Direktur Utama Bank Mandiri Kartika Wirjoatmodjo mengatakan manajemen telah memutuskan untuk mengurangi tagihan hingga Rp800 miliar, sebelum SNP mendapatkan masalah dan dilaporkan ke Polisi oleh kreditor lainnya. SNP Finance diminta untuk memperbesar nilai cicilan dan Bank Mandiri tak menambah plafon kredit.
“Sejak awal saya masuk [sebagai dirut], SNP Finance memang salah satu debitur yang mendapatkan perhatian. Kami melihat model bisnis ritel melalui gerai Columbia tidak terlalu relevan karena perubahan perilaku konsumen,” tutur Kartika, kepada Bisnis, di Jakarta, Rabu malam (26/9).
Bank Mandiri adalah satu dari 14 bank yang mengucurkan kredit kepada SNP Finance, antara lain bersama PT Bank Pan Indonesia Tbk, PT Bank Central Asia Tbk. Kasus pembobolan dana ini mencuat setelah Bareskrim Polri menindaklanjuti laporan Bank Panin karena perusahaan pembiayaan itu tidak memenuhi kewajiban sebagai debitur dan penerbit medium term notes (MTN).
Dalam proses penyidikan, ditemukan dugaan tindak pidana pembobolan dana terhadap belasan bank, oleh pengurus SNP Finance pada periode 2003—2016, dengan modus operandi penyaluran kredit fiktif dari SNP Finance kepada PT Columbindo Perdana (Columbia).
SNP Finance merupakan bagian dari usaha Columbia—toko ritel yang menjual elektronik, furnitur, dan perlengkapan rumah tangga—yang dikendalikan oleh Leo Chandra lewat PT Cipta Pratama Mandiri.
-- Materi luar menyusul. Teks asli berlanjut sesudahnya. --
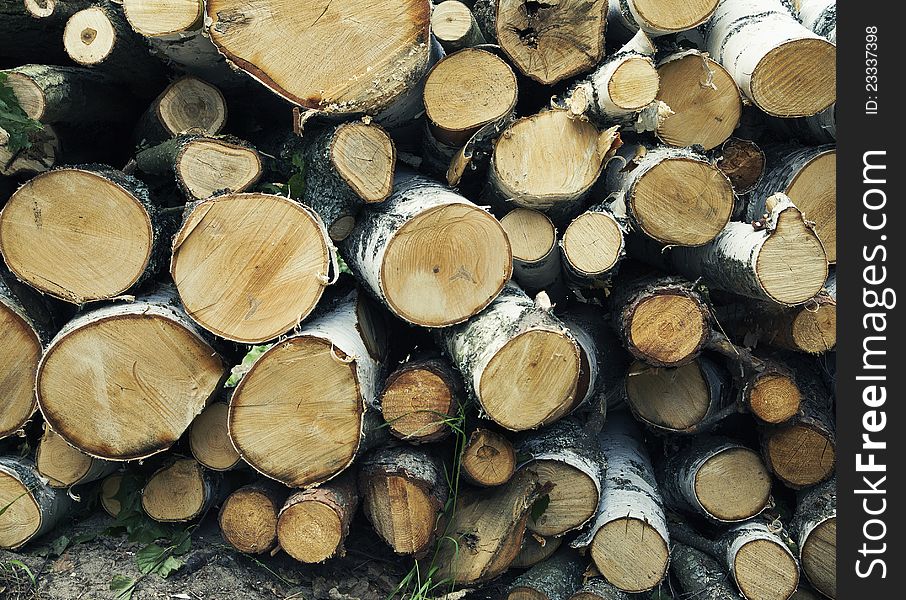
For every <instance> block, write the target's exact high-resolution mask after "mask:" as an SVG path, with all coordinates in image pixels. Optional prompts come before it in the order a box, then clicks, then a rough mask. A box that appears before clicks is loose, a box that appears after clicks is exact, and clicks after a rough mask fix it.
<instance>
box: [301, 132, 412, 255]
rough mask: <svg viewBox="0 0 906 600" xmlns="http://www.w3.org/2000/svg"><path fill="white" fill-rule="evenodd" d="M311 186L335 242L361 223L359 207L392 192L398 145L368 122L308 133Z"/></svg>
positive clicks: (305, 193) (339, 240)
mask: <svg viewBox="0 0 906 600" xmlns="http://www.w3.org/2000/svg"><path fill="white" fill-rule="evenodd" d="M302 141H303V143H304V144H305V148H304V151H303V152H304V156H305V190H304V195H303V197H302V202H303V203H304V204H305V205H306V206H309V207H311V208H312V209H313V210H314V211H315V212H317V213H318V215H319V216H320V217H321V219H322V220H323V221H324V225H325V226H326V227H327V232H328V234H329V235H330V239H332V240H333V241H335V242H338V241H341V240H343V239H345V238H346V236H348V235H349V234H350V233H351V232H352V229H353V227H355V223H356V217H357V215H358V212H359V209H360V208H361V207H362V206H363V205H364V204H366V203H373V202H383V201H384V200H386V199H387V197H388V196H390V190H391V187H392V185H393V172H394V170H395V168H396V148H395V147H394V145H393V140H392V139H390V136H389V135H387V132H386V131H384V129H383V128H382V127H380V126H379V125H376V124H371V123H369V124H366V123H363V122H349V123H341V124H340V125H336V126H331V127H327V128H326V129H324V130H323V131H321V132H320V133H317V134H315V135H311V136H304V137H303V139H302Z"/></svg>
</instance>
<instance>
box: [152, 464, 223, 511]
mask: <svg viewBox="0 0 906 600" xmlns="http://www.w3.org/2000/svg"><path fill="white" fill-rule="evenodd" d="M227 491H228V490H227V487H226V485H225V483H224V481H223V474H222V473H218V472H216V471H209V470H208V469H205V468H204V467H203V466H201V464H199V463H198V461H196V460H195V459H193V458H176V459H175V460H173V461H172V462H171V463H170V464H169V465H166V466H164V467H162V468H160V469H158V470H157V471H156V472H155V473H154V474H153V475H151V477H150V479H148V482H147V483H145V487H144V488H142V510H144V511H145V514H147V515H148V516H149V517H151V518H152V519H154V520H155V521H160V522H161V523H184V522H186V521H192V520H193V519H197V518H198V517H200V516H201V515H203V514H205V513H206V512H207V511H208V510H210V509H211V508H212V507H213V506H215V505H216V504H217V503H218V502H220V501H221V500H223V498H224V497H225V496H226V494H227Z"/></svg>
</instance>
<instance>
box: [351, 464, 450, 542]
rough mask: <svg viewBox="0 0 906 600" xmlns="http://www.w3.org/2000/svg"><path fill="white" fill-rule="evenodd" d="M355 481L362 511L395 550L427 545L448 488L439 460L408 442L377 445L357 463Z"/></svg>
mask: <svg viewBox="0 0 906 600" xmlns="http://www.w3.org/2000/svg"><path fill="white" fill-rule="evenodd" d="M358 481H359V490H360V493H361V494H362V505H363V508H364V511H365V516H367V517H368V520H369V521H370V522H371V524H372V525H373V526H374V528H375V531H377V533H378V535H379V536H380V537H381V539H383V540H384V541H385V542H387V544H388V545H389V546H390V547H391V548H392V549H393V551H394V552H396V553H397V554H405V555H420V554H422V553H424V552H425V551H426V550H428V549H429V548H430V547H431V545H432V544H433V543H434V541H435V540H436V538H437V535H438V534H440V533H441V532H439V531H438V530H437V529H438V524H439V521H438V518H439V516H440V514H441V512H442V511H443V510H444V506H445V504H446V502H447V496H448V494H449V489H448V487H447V480H446V479H445V477H444V466H443V464H442V463H441V461H440V460H438V459H437V458H436V457H434V456H433V455H431V454H429V452H428V451H426V450H422V449H418V448H413V447H411V446H397V447H388V448H381V449H378V450H375V451H373V452H371V453H370V454H368V455H366V456H365V457H364V458H363V459H362V461H361V462H360V463H359V476H358Z"/></svg>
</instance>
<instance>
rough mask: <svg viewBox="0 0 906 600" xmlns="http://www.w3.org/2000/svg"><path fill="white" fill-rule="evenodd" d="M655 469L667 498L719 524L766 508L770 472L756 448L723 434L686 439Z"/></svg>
mask: <svg viewBox="0 0 906 600" xmlns="http://www.w3.org/2000/svg"><path fill="white" fill-rule="evenodd" d="M665 454H666V458H665V460H663V461H662V462H661V463H660V464H659V465H658V469H657V480H658V485H659V486H660V490H661V492H662V493H663V495H664V502H665V503H666V504H667V505H668V506H670V507H672V508H674V509H678V510H681V511H683V512H687V513H692V514H696V515H700V516H703V517H706V518H708V519H711V520H713V521H718V522H721V523H732V522H737V521H744V520H746V519H750V518H752V517H754V516H755V515H757V514H759V513H760V512H761V511H763V510H764V509H765V507H767V505H768V502H769V501H770V496H771V476H770V475H769V474H768V472H767V469H765V466H764V464H763V463H762V462H761V457H760V456H759V455H758V453H757V452H755V451H753V450H750V449H749V448H746V447H745V446H743V445H742V444H740V443H738V442H736V441H734V440H731V439H728V438H723V437H715V436H710V435H701V436H696V437H695V438H692V439H688V438H684V439H683V440H681V441H680V442H679V443H678V447H672V446H671V447H669V448H668V451H667V452H666V453H665Z"/></svg>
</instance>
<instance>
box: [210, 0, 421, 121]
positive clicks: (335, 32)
mask: <svg viewBox="0 0 906 600" xmlns="http://www.w3.org/2000/svg"><path fill="white" fill-rule="evenodd" d="M205 10H206V17H205V18H206V20H207V33H208V35H209V36H210V38H211V40H212V41H213V42H214V44H215V45H216V46H217V48H218V50H219V51H220V53H221V54H223V55H224V56H226V58H227V60H228V61H230V62H231V63H232V64H234V65H235V66H236V67H238V68H239V69H241V70H242V71H245V72H246V73H248V74H249V75H251V76H252V77H253V78H255V79H256V80H257V81H258V82H260V83H261V84H262V85H263V86H265V87H267V88H268V89H269V90H271V91H272V92H274V93H275V94H277V95H279V96H281V97H283V98H285V99H287V100H289V101H290V102H293V103H295V104H298V105H300V106H302V107H303V108H308V109H313V110H317V111H321V112H325V113H328V114H331V115H337V116H343V115H351V114H355V113H366V114H370V115H372V116H375V115H377V114H378V113H380V112H382V111H384V110H385V109H388V108H390V107H391V106H392V105H393V104H394V103H395V102H397V101H399V100H401V99H405V96H406V94H407V93H408V92H410V91H411V90H412V89H413V88H415V87H417V84H418V82H419V80H421V79H422V77H423V75H424V74H425V72H426V71H427V69H428V67H429V59H430V45H431V44H430V40H429V36H430V16H431V4H430V2H429V1H428V0H398V1H397V2H395V3H394V5H393V8H392V10H388V8H387V7H386V6H384V5H383V4H375V3H373V2H371V1H370V0H345V1H343V2H331V1H329V0H317V1H314V2H302V3H299V2H288V1H286V0H263V1H262V2H259V3H257V4H255V5H250V4H248V2H246V1H245V0H207V1H206V2H205ZM273 48H279V49H280V52H278V53H274V52H271V51H269V49H273ZM300 56H320V57H324V58H323V60H321V61H320V62H319V64H318V65H317V68H310V69H302V70H300V69H299V68H298V62H297V58H298V57H300Z"/></svg>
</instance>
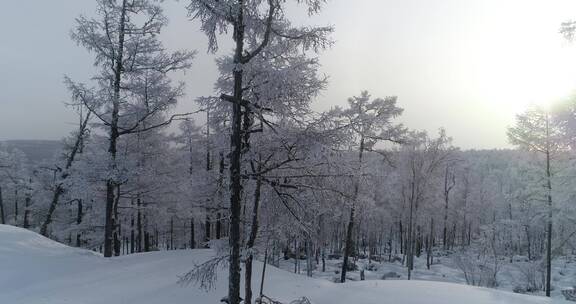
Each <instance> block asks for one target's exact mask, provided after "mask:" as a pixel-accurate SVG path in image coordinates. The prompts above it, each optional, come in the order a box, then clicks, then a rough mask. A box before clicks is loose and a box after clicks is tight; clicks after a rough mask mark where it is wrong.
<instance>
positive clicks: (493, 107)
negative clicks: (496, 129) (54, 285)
mask: <svg viewBox="0 0 576 304" xmlns="http://www.w3.org/2000/svg"><path fill="white" fill-rule="evenodd" d="M556 38H558V39H561V38H560V37H556ZM554 42H556V43H554ZM575 48H576V47H575V46H570V45H567V44H566V43H565V42H558V41H550V42H547V43H540V44H534V45H532V46H531V47H530V48H526V47H525V46H524V47H522V48H520V47H515V45H514V44H512V43H511V42H510V41H504V40H502V41H501V47H486V49H484V50H481V51H482V52H481V53H480V54H481V55H479V56H478V58H477V61H476V63H475V64H474V72H475V81H476V83H477V85H478V87H477V89H478V90H479V91H480V92H479V94H480V95H481V98H482V100H483V102H486V103H489V104H491V106H490V107H491V108H493V109H495V110H498V111H507V112H512V113H520V112H522V111H524V110H525V109H526V108H527V107H528V106H529V105H532V104H536V105H546V104H549V103H551V102H553V101H555V100H558V99H561V98H563V97H566V96H568V95H569V94H570V93H572V92H573V91H574V90H575V89H576V49H575Z"/></svg>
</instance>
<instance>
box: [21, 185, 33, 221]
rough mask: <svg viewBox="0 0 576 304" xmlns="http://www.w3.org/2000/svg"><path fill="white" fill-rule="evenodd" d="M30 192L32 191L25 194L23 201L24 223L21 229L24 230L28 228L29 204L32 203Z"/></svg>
mask: <svg viewBox="0 0 576 304" xmlns="http://www.w3.org/2000/svg"><path fill="white" fill-rule="evenodd" d="M30 182H32V181H30ZM30 191H32V189H29V190H28V193H26V199H25V200H24V223H23V225H22V227H23V228H25V229H28V228H30V202H31V201H32V197H31V195H32V194H31V193H30Z"/></svg>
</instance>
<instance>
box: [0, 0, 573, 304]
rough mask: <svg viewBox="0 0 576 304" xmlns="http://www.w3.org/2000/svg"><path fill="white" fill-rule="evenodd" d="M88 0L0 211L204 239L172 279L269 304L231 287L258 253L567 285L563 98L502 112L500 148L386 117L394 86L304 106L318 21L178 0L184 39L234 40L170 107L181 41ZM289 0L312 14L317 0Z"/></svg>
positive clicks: (569, 121)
Menurut data Bareskrim Polri, yang diperoleh dari dokumen pencairan kredit yang pernah diterima oleh SNP, total penggelapan mencapai Rp14 triliun. Namun, menurut Otoritas Jasa Keuangan (OJK), kredit yang disalurkan oleh perbankan kepada SNP Finance sebesar itu. Sebanyak 14 bank yang terlibat dalam kasus ini tercatat memiliki tagihan sekitar Rp2,2 triliun.
Efek Domino
Ketua Umum Asosiasi Perusahaan Pembiayaan Indonesia Suwandi Wiratno menilai kasus yang melibatkan multifinance dengan modus double financing hingga menggunakan piutang fiktif sebagai jaminan untuk memperoleh kredit bank, akan berdampak besar. Perbankan mulai memperketat kredit ke multifinance.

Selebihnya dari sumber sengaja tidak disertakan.